O envelhecer de Branca

Por Carlos São Paulo

Dona Branca tinha envelhecido, o espelho revelou. Comprava muitos produtos para que pudesse retardar as mudanças que marcavam a sua face. Vendo que o tempo passava e ela não conseguia conter as transformações, foi aos poucos tomando para si uma superioridade moral ⎼ em lugar de ter opiniões firmes e convictas ⎼ para a forma como ela se relacionava com as mulheres mais novas.

Diante do espelho, ela era, para si mesma, alguém diferente daquela Branca de vinte e cinco anos. No passado, seus admiradores diziam que ela era tão branca, branca como a neve. Diante dessa figura fixada em sua imaginação, ela sentia uma desigualdade irremovível. A desigualdade de mãos dadas à estranheza fez com que tivesse vontade de comer uma maçã envenenada, mas Branca logo desistiu. Se fizesse, sabia que iria dormir para sempre.

Suas ideias ficaram radicais, enquanto ela vivia no passado. Casou-se sete vezes ao longo da vida e, para cada ex-marido, Branca descrevia, com algum sabor, os inúmeros defeitos de cada um deles. Nessa vida não encontrou nenhum homem sem imperfeição, mas acreditava que a vida se comportava como se fosse continuar depois da morte. Assim encontrou um mito para ajudá-la a conviver com a finitude e uma possibilidade de encontrar um homem ideal nessa outra existência.

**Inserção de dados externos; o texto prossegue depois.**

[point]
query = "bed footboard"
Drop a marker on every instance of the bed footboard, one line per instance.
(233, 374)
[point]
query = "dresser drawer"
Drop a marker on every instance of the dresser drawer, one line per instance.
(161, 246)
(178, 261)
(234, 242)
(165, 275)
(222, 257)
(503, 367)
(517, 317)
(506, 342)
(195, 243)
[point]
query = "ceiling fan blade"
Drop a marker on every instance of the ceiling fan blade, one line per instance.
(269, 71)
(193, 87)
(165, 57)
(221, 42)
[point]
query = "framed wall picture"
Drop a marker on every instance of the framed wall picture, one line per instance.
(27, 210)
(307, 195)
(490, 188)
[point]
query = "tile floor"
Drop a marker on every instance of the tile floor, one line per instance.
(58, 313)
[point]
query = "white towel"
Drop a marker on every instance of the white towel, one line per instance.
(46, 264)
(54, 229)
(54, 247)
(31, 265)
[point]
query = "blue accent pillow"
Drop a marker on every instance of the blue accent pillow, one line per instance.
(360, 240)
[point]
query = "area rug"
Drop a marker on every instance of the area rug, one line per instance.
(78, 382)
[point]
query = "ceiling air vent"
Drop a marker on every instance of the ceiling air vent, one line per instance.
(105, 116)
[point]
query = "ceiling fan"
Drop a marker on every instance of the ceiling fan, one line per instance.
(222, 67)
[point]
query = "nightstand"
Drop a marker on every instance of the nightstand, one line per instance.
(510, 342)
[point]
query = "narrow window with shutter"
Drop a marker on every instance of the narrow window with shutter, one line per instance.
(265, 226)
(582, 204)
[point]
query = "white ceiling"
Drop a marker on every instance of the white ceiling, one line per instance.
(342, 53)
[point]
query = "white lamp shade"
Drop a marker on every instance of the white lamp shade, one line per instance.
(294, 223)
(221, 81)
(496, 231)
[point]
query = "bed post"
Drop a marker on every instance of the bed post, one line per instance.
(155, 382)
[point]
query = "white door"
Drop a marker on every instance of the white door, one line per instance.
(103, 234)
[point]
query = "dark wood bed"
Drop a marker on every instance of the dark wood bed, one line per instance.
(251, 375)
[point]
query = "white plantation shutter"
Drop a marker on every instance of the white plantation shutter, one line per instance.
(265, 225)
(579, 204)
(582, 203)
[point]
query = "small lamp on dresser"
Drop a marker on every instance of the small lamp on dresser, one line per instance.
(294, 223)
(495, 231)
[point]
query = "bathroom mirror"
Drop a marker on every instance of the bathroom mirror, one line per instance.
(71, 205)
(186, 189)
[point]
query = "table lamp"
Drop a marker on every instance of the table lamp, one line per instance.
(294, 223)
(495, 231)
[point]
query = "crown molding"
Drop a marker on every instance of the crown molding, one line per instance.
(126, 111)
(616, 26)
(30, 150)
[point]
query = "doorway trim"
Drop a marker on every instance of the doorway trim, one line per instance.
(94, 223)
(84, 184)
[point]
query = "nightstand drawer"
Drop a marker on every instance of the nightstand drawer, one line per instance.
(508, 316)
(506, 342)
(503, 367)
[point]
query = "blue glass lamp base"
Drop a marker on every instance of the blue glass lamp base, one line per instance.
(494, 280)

Branca não sabia que suas dúvidas e incertezas existiam de forma inconsciente. Essa condição fez com que ela compensasse instituindo para si uma verdade acima de qualquer crítica e sem levar em consideração qualquer decisão moral. Seu comportamento era o de atacar, em si mesma, a mocinha de vinte e cinco anos congelada em sua imaginação. Desespero e intolerância se uniram e, como consequência, ela fazia um ofensiva fanática a quem envelheceu.

O medo, a ameaça e a angústia acompanhavam Branca. Ela passou a perceber o mundo sentindo a ameaça de mulheres jovens. Habituou-se a culpabilizar os outros e chegou às raias da loucura e do fanatismo. Quando ouvia falar da juventude, o ódio que nutria mudava o semblante, tremia as mãos e protestava. Não queria mudar de atitude e temia qualquer coisa que pudesse abalar as suas crenças. Destruiu seu espírito crítico sobre si mesma, daí a ineficácia da razão. Instalou-se a morte psíquica antes mesmo da morte biológica.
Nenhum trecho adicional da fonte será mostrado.